There. He’d done what he came to do. He needed to be in the water, to swim until his muscles hurt and until his mind could not think a single thought. Instead, he found himself reluctant to leave this kitchen that said home to him in a way his mother’s home would never do again.
Instead, he found himself wishing Kayla would press her hand over his heart again.
“Are you okay?” she asked him.
No. “Yes.”
But she seemed to hear the no as if he had spoken it.
She regarded him thoughtfully. It was as if she could see every sorrow that he carried within him.
“I’m trying out recipes in an effort to keep busy and keep my mind off Bastigal.

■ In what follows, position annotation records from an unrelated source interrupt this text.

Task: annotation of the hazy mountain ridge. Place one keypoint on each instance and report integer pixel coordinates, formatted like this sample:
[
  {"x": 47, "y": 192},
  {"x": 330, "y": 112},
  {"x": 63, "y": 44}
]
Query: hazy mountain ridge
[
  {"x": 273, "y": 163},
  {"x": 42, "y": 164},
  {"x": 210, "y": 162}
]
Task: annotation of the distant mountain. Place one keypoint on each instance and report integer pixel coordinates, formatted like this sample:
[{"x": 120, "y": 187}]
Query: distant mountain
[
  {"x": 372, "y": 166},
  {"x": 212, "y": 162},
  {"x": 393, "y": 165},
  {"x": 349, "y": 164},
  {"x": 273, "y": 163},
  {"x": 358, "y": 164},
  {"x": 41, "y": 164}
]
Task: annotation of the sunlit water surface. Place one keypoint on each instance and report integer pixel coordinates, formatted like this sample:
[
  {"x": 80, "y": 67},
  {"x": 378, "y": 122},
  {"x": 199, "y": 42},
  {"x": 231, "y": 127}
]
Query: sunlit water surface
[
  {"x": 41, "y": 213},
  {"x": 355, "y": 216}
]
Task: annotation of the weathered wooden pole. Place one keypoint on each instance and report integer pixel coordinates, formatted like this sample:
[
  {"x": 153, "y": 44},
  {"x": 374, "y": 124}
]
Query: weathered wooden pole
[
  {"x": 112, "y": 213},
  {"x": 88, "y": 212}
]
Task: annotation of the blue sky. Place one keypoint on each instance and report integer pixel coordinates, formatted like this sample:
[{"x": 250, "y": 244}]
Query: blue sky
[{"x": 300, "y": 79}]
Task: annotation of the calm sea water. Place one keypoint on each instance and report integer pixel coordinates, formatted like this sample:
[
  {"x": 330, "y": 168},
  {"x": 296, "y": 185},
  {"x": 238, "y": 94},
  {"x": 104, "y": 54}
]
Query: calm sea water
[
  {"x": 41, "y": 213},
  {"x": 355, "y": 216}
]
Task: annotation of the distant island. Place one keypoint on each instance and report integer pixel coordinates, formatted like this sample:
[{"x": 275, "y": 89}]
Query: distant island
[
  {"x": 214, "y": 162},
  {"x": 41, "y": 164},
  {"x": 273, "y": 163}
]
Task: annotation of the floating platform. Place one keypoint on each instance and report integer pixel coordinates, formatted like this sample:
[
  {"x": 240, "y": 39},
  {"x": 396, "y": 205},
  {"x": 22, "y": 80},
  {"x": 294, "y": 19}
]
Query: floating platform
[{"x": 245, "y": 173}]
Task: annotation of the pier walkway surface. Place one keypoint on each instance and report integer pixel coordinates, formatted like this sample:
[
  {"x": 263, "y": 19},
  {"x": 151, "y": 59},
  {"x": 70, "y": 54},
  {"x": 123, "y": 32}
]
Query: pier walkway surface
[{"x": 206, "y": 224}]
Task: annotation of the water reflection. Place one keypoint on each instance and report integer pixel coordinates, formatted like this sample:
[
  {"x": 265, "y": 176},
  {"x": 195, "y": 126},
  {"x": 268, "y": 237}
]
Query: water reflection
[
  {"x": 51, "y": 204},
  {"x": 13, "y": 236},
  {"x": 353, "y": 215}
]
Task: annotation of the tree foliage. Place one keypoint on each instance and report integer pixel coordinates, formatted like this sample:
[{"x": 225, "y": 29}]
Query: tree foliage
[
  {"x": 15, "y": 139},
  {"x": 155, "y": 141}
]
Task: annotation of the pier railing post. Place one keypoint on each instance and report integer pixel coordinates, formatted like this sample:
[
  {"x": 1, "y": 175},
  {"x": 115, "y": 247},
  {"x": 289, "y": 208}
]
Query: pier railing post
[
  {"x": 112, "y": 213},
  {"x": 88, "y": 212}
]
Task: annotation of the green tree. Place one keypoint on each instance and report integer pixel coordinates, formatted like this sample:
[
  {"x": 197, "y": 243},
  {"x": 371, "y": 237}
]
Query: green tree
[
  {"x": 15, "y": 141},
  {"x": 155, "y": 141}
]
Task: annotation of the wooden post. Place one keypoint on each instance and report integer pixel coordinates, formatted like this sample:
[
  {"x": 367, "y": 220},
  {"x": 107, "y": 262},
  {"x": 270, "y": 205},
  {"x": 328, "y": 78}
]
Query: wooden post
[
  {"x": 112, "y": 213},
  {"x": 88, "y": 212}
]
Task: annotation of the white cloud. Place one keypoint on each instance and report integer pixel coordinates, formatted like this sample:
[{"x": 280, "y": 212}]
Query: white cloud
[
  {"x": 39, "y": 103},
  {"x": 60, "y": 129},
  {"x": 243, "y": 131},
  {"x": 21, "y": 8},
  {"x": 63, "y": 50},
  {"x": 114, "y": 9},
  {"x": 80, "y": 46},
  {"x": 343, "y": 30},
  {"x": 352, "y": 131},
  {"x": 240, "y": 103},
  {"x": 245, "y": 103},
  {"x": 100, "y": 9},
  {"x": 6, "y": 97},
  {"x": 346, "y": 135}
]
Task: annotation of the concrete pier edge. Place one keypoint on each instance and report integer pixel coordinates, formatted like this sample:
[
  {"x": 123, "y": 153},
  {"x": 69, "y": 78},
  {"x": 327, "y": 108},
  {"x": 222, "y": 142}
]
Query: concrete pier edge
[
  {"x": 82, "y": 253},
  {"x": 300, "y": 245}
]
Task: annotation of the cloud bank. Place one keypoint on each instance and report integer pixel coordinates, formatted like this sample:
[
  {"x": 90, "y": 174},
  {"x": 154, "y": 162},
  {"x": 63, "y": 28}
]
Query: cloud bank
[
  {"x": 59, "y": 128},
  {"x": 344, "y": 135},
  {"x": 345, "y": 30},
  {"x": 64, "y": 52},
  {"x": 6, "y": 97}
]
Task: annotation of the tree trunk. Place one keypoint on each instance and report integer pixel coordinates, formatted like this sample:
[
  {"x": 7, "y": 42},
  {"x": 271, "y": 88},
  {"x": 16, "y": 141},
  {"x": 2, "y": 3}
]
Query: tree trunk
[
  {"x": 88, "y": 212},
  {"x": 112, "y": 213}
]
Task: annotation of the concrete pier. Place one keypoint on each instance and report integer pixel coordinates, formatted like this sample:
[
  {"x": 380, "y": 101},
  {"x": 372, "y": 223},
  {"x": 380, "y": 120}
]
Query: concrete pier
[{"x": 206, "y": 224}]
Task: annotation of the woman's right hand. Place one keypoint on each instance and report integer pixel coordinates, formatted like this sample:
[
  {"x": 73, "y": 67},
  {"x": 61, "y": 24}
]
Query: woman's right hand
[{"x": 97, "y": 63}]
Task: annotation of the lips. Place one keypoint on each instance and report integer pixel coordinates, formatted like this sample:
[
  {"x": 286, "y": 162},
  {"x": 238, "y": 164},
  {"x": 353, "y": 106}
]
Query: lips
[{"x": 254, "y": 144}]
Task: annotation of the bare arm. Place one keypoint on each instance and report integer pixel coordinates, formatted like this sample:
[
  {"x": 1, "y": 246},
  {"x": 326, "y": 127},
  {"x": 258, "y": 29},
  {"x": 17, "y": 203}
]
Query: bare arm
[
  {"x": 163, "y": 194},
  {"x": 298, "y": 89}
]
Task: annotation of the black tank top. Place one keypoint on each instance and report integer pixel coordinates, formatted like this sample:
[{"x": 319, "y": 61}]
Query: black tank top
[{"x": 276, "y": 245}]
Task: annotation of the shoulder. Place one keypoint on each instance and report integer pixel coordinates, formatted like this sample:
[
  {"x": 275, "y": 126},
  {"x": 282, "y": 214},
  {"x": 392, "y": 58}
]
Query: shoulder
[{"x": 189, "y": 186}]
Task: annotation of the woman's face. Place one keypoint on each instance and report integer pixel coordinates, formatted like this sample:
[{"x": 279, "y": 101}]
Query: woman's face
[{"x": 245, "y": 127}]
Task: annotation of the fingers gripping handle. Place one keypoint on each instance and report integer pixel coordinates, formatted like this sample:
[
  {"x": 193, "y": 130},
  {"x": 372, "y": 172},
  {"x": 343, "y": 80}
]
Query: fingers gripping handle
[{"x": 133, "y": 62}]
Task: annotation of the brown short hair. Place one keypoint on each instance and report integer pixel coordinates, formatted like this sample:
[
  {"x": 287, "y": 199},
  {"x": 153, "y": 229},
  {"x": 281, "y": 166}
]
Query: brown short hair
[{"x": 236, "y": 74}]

Would you like to try some homemade ice cream?”
He thought of the congealed porridge at his house. He thought he had to say no to this. He was in a weakened state. This could not go anywhere good.
But suddenly none of that mattered. He had carried his burdens in solitude for so long and it felt, ridiculously, as if they could be eased by this kitchen, by her, by the appeal of homemade ice cream.
He could not have said no to her invitation if he wanted to.
TO ADMIT KAYLA’S KITCHEN, and her invitation, and Kayla herself, were proving impossible to say no to felt as if it would be some kind of defeat, so instead of saying yes, David just lifted a shoulder as if he could care less whether he ate her ice cream or not.
Kayla did not seem to be fooled, and her eyes were gentle as they lingered on his face. Then she acted just as if she had heard the yes that he had not spoken.
“It’s not quite ready. Give me a second.”
“I hope it’s not rose petal,” he said, needing her to know he had not surrendered to her charms or the charms of her kitchen completely.
“Oh, way better than that.”
“But what could be?” he said drily.
“I bought this at a yard sale,” she said, turning away from him and back to her crowded countertop. She lifted off her counter a bowl big enough to bathe a baby in.
At first he thought she meant she had purchased the bowl at a yard sale but then she trundled over to a stainless-steel apparatus that squatted on her floor with a certain inexplicable air of malevolence. He wasn’t sure how he hadn’t noticed it before since it took up a whole corner of the kitchen.